I wanted to love DC’s new villain-fest, I really did. But although Suicide Squad was built up to be original, gritty and just on the right side of dark to be funny, I can’t help but feel disappointed in what they did with this exciting premise.
Don’t get me wrong, minus a few sub-par-yet-inevitable Cara Delevingne moments the acting was far superior to the wooden performances of DC’s latest heroes (*cough* Batman vs Superman *cough*). As much as I hate to adhere to the predictions of female reception that littered the build-up to this release, Margot Robbie’s Harley Quinn did undoubtedly steal the show; her bittersweet bubble-gum shimmer easily matches the relentless pace of the Squad narrative, injecting a much needed feminine sugar rush to the otherwise overly sombre band of vigilante criminals. And while I’m not sure it’s grounds to be considered a female role model it is refreshing to witness a villain so outrageously lacking in remorse – evil for the sake of insanely obsessive romanticism a breath of fresh air after the bland purely-for-the-sake-of-it characters that DC often churns out.
Jared Leto’s Joker was also intensely entertaining – and bizarrely not too over the top, despite rumours of Leto’s “method acting” animal carcass gifts. The neon bright gangster scenario was a nice touch in line with the original comics, but despite the Leto heavy trailer he hardly made an appearance; Joker swiftly becomes a peripheral character to make room for those more painfully obscure and dull. To be fair Will Smith’s Deadshot was – for a notorious hitman – quite heart-warming, only enhanced by his big brother relationship with Harley Quinn, her skimpy costume thankfully not warranting any uncomfortable sexual attention from her male squad mates.
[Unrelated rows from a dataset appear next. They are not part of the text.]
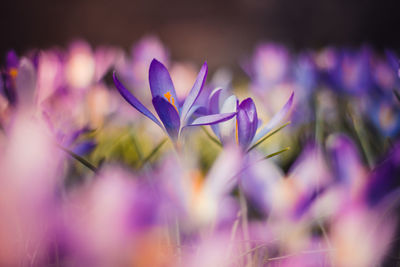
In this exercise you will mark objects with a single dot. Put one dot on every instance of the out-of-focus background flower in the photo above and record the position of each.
(198, 30)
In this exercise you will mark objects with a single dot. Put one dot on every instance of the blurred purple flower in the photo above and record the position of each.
(243, 130)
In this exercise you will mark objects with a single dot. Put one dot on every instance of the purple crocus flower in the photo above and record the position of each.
(244, 132)
(173, 117)
(9, 74)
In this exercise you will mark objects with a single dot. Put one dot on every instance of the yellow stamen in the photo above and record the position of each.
(13, 72)
(170, 99)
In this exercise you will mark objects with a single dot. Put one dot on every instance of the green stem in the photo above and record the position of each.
(153, 152)
(268, 136)
(80, 159)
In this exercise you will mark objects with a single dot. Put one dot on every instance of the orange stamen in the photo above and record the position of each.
(170, 99)
(13, 72)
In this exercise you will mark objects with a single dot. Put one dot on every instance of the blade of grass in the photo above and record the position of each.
(82, 160)
(212, 138)
(153, 152)
(268, 136)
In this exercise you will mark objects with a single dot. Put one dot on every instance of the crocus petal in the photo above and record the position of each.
(134, 101)
(195, 92)
(168, 115)
(247, 121)
(161, 83)
(212, 119)
(26, 82)
(213, 107)
(275, 120)
(227, 129)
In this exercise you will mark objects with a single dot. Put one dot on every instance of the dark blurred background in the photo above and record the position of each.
(219, 31)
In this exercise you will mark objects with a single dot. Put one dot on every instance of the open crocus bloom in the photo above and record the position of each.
(244, 129)
(173, 117)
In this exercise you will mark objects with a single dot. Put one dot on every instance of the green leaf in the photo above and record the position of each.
(153, 152)
(80, 159)
(268, 136)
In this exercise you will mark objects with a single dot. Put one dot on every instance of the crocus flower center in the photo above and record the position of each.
(170, 99)
(13, 72)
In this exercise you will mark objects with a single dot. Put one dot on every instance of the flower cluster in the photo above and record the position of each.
(294, 162)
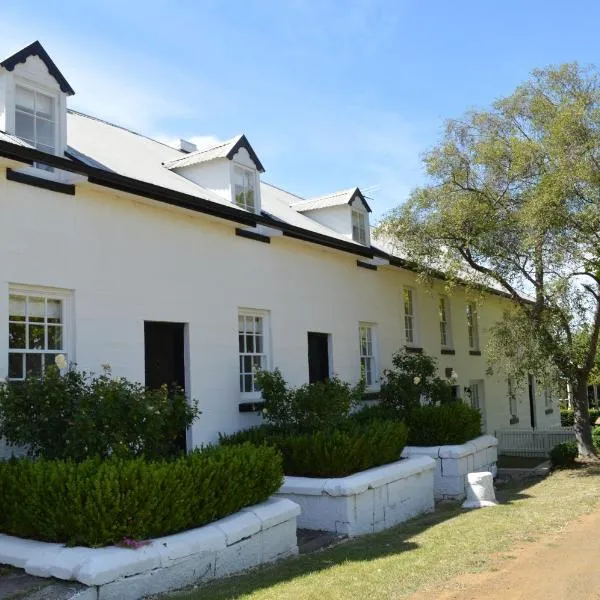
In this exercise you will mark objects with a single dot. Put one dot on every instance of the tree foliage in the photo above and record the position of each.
(514, 203)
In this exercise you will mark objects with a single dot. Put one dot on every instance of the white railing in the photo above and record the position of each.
(532, 442)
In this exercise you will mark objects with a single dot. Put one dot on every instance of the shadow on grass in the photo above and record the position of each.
(365, 548)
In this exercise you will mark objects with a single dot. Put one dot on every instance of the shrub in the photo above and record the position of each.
(563, 456)
(412, 378)
(78, 415)
(567, 417)
(334, 452)
(95, 502)
(453, 423)
(312, 406)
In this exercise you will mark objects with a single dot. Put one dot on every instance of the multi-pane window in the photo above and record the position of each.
(36, 333)
(472, 326)
(359, 227)
(409, 316)
(445, 333)
(368, 367)
(35, 119)
(252, 335)
(512, 398)
(245, 189)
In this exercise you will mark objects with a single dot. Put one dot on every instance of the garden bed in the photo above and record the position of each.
(255, 535)
(453, 463)
(369, 501)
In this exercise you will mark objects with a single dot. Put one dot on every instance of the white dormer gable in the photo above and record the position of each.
(33, 99)
(346, 212)
(230, 169)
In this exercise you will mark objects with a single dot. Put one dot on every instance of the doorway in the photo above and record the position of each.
(164, 349)
(318, 357)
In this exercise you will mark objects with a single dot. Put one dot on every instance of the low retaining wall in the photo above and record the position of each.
(366, 502)
(258, 534)
(453, 463)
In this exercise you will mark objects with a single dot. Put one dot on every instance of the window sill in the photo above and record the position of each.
(413, 350)
(251, 406)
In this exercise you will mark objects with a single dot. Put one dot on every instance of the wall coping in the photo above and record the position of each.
(358, 482)
(452, 451)
(99, 566)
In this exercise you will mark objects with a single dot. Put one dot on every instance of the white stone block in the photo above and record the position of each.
(480, 490)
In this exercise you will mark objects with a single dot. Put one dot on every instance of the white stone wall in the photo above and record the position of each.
(256, 535)
(453, 463)
(366, 502)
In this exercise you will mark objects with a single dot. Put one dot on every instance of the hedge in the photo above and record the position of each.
(567, 417)
(334, 452)
(100, 502)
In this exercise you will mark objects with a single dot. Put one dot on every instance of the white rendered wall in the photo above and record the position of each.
(127, 261)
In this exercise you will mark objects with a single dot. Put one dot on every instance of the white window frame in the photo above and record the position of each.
(244, 313)
(67, 322)
(368, 355)
(445, 323)
(412, 339)
(360, 226)
(472, 326)
(246, 174)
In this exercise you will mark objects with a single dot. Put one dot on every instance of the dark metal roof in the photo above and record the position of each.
(36, 49)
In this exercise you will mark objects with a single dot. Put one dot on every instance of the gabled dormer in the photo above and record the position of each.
(33, 99)
(346, 212)
(230, 169)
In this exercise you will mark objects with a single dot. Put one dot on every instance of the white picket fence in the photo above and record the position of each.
(532, 442)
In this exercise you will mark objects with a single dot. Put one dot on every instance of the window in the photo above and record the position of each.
(359, 227)
(472, 326)
(245, 188)
(445, 332)
(409, 317)
(35, 120)
(253, 345)
(368, 367)
(512, 398)
(36, 333)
Viola Davis’ cold, fearless Amanda Waller was also refreshing – if a little shocking in the brutality of a character not actually considered to be the “worst of the worst”. The CGI was impressive and not overly garish; character development was adequate and only a little disappointing in the evil stakes. Although the aesthetic of the whole movie was almost too dingy to see anything it should have been a fitting backdrop for a slapstick gang war. And although the soundtrack was trying a little too hard to be Guardians of the Galaxy, choc-full of classics from Eminem and Queen, it was fun and familiar, clashing only slightly with the bright modern neon of the film’s branding.
So my problem lies mainly in plot.
While the first half hour of exposition footage feels a little rushed, it is the part that at least makes a vague kind of sense (if you don’t look too hard at the threat that is purely hypothetical and ever-changing). But from thereon out the mission of these infamous villains becomes unfeasible, overly elaborate and unnecessary – Jared Leto’s Joker isn’t OTT simply by comparison to everything else. To my mind there was no need to have this motley group of assassins and meta-humans save the world; a smaller, more sinisterly local villain would have made the chemistry and internal dilemmas of these human weapons a million times more intense and electric. Not to mention escalating the potential of the fight scenes to a far more kickass and impressive scale than the tiresome and seemingly redundant shoot ‘em up this turned into. These antiheroes don’t have the moral obligations of their justice warrior counterparts (although Superman’s habit of throwing people through buildings is far from health and safety approved), so clearing the streets of potential collateral damage only makes them less evil in the lack of human casualties. And since the acrobatics and aesthetics of Harley and her Puddin’ were so comic book you could practically see Kapow! written on the inside of your eyelids, why have DC made a villain movie that excludes so many original Squad members? Those like Poison Ivy and Killer Frost would’ve given an added kick to the Harley treatment of this rather male-heavy, uninteresting gang.
I’d rather see a Suicide Squad fighting Joker with Harley Quinn agonisingly changing sides. Or even Enchantress sticking to the original plan and targeting someone significant and not the entire human race. There was no need for the ancient goddess nymph to threaten the entire planet with her witchy electro-bolts, a “machine” that never materialised and Delevingne’s intimidating eyebrows. These endless threats to humanity become cheap overkill, especially when attempting to get the audience on the side of characters that everyone has loved to hate for generations of Batmen – I thought the point was that they are not superheroes yet they are doing exactly what the typical protagonists do. This was supposed to be a villain movie, yet Suicide Squad seems to follow all the conventions of a superhero movie with a bit of dark dialogue thrown in every so often for good measure.
I expected this film to be far funnier, far darker and far more original. Bring on a Harley Quinn and Joker Gangster Empire movie, with just as much Kapow! as they redeemed this release with. But for the sake of DC’s rapidly declining reputation they need to scale back on world threats or people are going to start thinking they actually do want to blow up the planet.
And please never have a character casually drop the title of the movie into dialogue again.